Quali sono queste funzioni e quante sono?
Il nostro organismo è come un computer. Possiede un hardware, la struttura vera e propria, e un software, l’insieme delle istruzioni necessarie per far funzionare tutto a dovere.Come ogni computer tali informazioni devono essere stipate ed elaborate in un qualche supporto. Tale supporto è il nostro sistema nervoso centrale. E purtroppo come ogni computer, il SNC ha capacità di memorizzazione limitate.
Ora immaginate ogni singolo movimento che avete compiuto da quando avete iniziato a leggere questo articolo. Ogni volta che avete chiuso e riaperto le palpebre, ogni deglutizione, ogni volta che avete cambiato posizione sulla sedia. Nesusno di questi movimenti è stato uguale al precedente, seppur molto simile. Ogni piccola variazione corrisponde ad istruzioni diverse. E’ impensabile che all’interno della nostra memoria possano essere stipate così tante informazioni da poter descrivere tutte le varianti di ogni singolo movimento.
I nostri movimenti sono codificati in schemi motori di base che di volta in volta vengono modificati in base alle condizioni interne ed esterne del nostro corpo. Esiste quindi un algoritmo di base del movimento, il quale viene elaborato fino a produrre l’output che è il movimento che realizziamo.

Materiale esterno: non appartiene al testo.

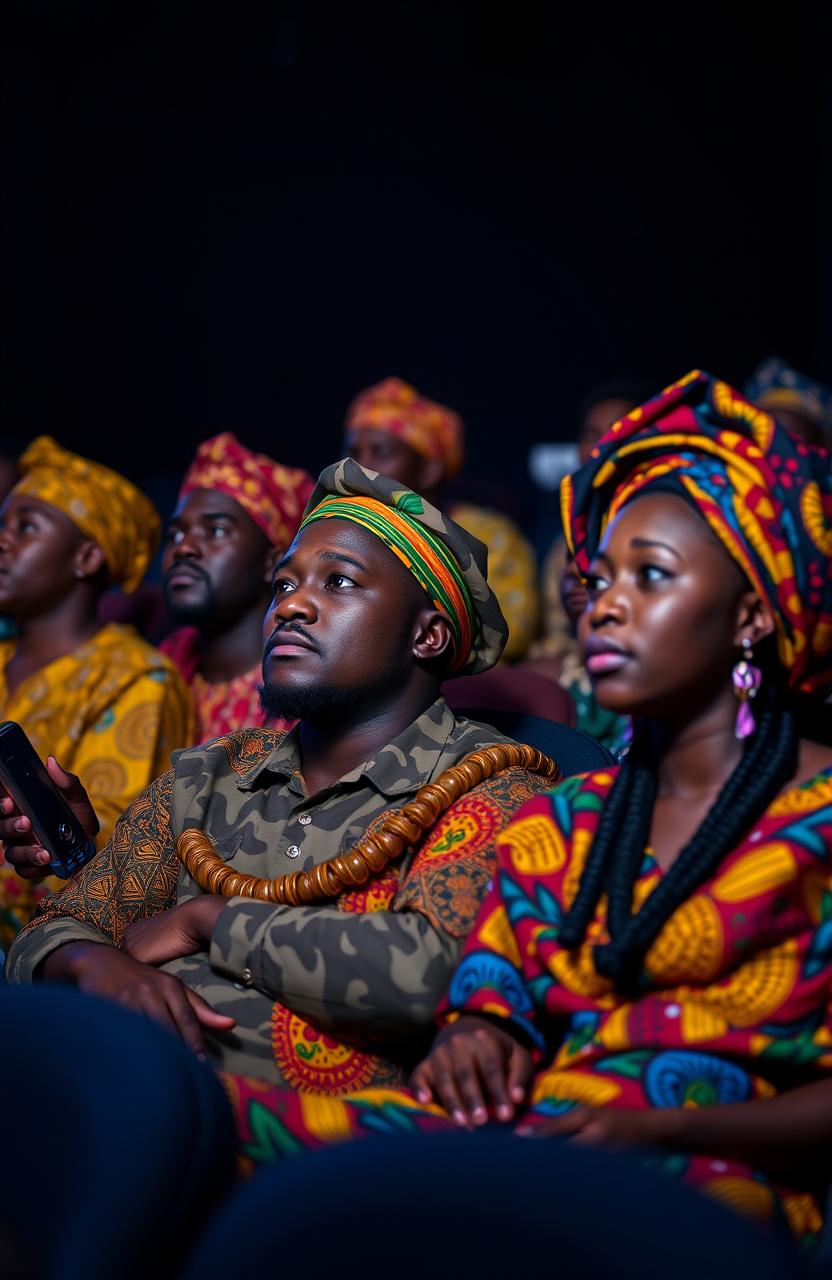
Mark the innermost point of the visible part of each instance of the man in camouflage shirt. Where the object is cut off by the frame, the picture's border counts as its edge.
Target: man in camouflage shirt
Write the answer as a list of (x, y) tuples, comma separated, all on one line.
[(378, 599)]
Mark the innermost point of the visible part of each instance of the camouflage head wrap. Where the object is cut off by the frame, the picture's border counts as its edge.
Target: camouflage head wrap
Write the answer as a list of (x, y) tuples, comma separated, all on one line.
[(447, 562)]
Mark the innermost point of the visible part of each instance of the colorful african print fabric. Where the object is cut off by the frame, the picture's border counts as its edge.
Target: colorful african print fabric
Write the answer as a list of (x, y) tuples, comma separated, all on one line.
[(775, 384), (396, 407), (112, 712), (223, 707), (512, 572), (734, 1000), (329, 997), (272, 494), (764, 493), (101, 503), (443, 557)]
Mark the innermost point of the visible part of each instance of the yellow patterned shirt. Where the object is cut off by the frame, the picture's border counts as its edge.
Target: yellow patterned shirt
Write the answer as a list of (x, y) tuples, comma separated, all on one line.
[(112, 712)]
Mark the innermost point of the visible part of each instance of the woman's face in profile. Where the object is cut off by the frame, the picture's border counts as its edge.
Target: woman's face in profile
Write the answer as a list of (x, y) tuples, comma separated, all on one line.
[(661, 631)]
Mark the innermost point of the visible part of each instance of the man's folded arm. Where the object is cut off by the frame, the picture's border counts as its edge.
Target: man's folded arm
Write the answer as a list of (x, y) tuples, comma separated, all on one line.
[(334, 968), (132, 877)]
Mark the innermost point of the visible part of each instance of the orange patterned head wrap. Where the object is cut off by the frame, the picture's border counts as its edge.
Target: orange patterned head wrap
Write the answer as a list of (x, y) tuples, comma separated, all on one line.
[(396, 407), (272, 494), (101, 503)]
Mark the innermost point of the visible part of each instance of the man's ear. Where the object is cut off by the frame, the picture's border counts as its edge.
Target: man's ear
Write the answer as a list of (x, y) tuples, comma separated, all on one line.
[(88, 560), (755, 621), (434, 638), (273, 556)]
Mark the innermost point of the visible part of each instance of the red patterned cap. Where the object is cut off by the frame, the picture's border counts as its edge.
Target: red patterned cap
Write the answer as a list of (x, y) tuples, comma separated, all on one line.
[(398, 408), (272, 494)]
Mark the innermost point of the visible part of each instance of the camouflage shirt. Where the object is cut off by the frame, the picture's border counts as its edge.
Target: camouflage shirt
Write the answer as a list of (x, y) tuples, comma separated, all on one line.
[(325, 997)]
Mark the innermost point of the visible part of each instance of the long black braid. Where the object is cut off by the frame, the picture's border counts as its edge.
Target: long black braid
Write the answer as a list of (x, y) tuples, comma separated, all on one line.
[(617, 850)]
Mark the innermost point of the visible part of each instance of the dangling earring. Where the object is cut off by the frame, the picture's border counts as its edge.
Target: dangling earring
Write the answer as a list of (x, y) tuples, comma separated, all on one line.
[(746, 680)]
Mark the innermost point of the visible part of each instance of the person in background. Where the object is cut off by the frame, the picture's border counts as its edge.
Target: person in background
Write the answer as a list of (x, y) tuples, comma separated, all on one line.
[(565, 594), (236, 515), (96, 698), (603, 406), (391, 428), (801, 405), (9, 476)]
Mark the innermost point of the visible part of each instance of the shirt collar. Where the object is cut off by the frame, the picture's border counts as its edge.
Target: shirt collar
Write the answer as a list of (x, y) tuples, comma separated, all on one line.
[(398, 768)]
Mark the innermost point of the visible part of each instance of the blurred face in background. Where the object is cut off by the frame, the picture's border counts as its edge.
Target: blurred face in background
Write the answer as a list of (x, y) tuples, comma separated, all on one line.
[(598, 421)]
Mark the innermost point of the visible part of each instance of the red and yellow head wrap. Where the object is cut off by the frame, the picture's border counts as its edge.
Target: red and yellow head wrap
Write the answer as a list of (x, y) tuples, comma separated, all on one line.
[(396, 407), (272, 494), (104, 506), (764, 493)]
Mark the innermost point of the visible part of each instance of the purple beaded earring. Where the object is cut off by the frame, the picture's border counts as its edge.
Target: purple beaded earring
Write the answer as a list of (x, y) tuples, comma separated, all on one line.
[(746, 680)]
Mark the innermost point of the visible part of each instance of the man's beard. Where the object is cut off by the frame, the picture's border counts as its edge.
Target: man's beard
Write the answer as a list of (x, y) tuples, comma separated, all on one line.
[(192, 612), (329, 703)]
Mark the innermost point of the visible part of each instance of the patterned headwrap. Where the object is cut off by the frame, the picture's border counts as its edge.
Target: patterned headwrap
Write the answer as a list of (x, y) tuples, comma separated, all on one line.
[(764, 493), (101, 503), (396, 407), (272, 494), (447, 562), (775, 384)]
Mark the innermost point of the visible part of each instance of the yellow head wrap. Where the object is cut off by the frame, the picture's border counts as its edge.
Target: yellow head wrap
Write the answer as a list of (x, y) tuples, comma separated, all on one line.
[(105, 507)]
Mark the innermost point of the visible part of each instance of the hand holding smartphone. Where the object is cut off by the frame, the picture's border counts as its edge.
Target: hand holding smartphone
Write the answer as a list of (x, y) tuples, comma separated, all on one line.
[(54, 824)]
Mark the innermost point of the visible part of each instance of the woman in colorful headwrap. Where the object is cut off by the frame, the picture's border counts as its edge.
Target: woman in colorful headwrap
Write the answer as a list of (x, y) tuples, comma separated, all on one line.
[(658, 935), (394, 430), (96, 698)]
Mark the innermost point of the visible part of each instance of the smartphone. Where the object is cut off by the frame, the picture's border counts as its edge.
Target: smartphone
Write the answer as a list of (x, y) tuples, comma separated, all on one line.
[(35, 794)]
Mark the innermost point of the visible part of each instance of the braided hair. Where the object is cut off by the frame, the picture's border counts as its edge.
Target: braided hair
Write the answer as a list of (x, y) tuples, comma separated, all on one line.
[(617, 850)]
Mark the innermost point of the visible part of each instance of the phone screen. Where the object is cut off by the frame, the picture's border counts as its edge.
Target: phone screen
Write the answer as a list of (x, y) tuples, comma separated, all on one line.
[(36, 795)]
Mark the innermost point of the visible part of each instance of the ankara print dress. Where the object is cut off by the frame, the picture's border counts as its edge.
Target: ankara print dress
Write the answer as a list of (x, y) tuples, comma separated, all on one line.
[(734, 1000)]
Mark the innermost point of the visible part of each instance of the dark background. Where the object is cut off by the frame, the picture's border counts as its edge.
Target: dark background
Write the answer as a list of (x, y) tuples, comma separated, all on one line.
[(234, 216)]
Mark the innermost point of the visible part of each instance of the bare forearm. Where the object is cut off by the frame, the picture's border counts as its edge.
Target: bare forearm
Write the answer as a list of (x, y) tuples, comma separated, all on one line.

Il vantaggio del nostro SNC è la sua plasticità. Ogni volta che andiamo a elaborare lo schema motorio di base, esso viene riscritto leggermente, migliorato in base alle nostre caratteristiche e immagazzinato. Siamo quindi in grado di modificare la base del nostro movimento. Uno dei fattori che concorrono a modificare lo schema motorio di base lo abbiamo già visto: la rigidità dei vari distretti corporei, ovvero le condizioni della nostra struttura.Se dopo aver liberato la struttura non si riscrive un miglior programma motorio di base, il percorso non si può dire completo.

Dopo tutto ciò che è stato detto, quali informazioni possiamo dare all’infermiere con una qualche problematica?
Fare:
  1. Un'analisi che vada alla ricerca di dove sono le zone bloccate che alterano struttura e di conseguenza la funzione;
  2. Attività fisica mirata sui suoi problemi, e con monitoraggio dei miglioramenti;
  3. Attività fisica basata sul ripristino delle funzioni di base e non sulla struttura.
L’infermiere che vuole imparare a spostare dunque i carichi nella maniera corretta, dopo aver liberato la struttura dalle tensioni parassite, deve far sì che il corretto programma di movimento si radichi dentro la memoria. Il processo appena descritto si chiama allenamento.
Nessun programma di educazione al movimento può prescindere dall’automatizzazione del gesto motorio. Ovvero per imparare a sollevare un peso, devo sollevare molti pesi nella maniera corretta per molto tempo. Per molte volte.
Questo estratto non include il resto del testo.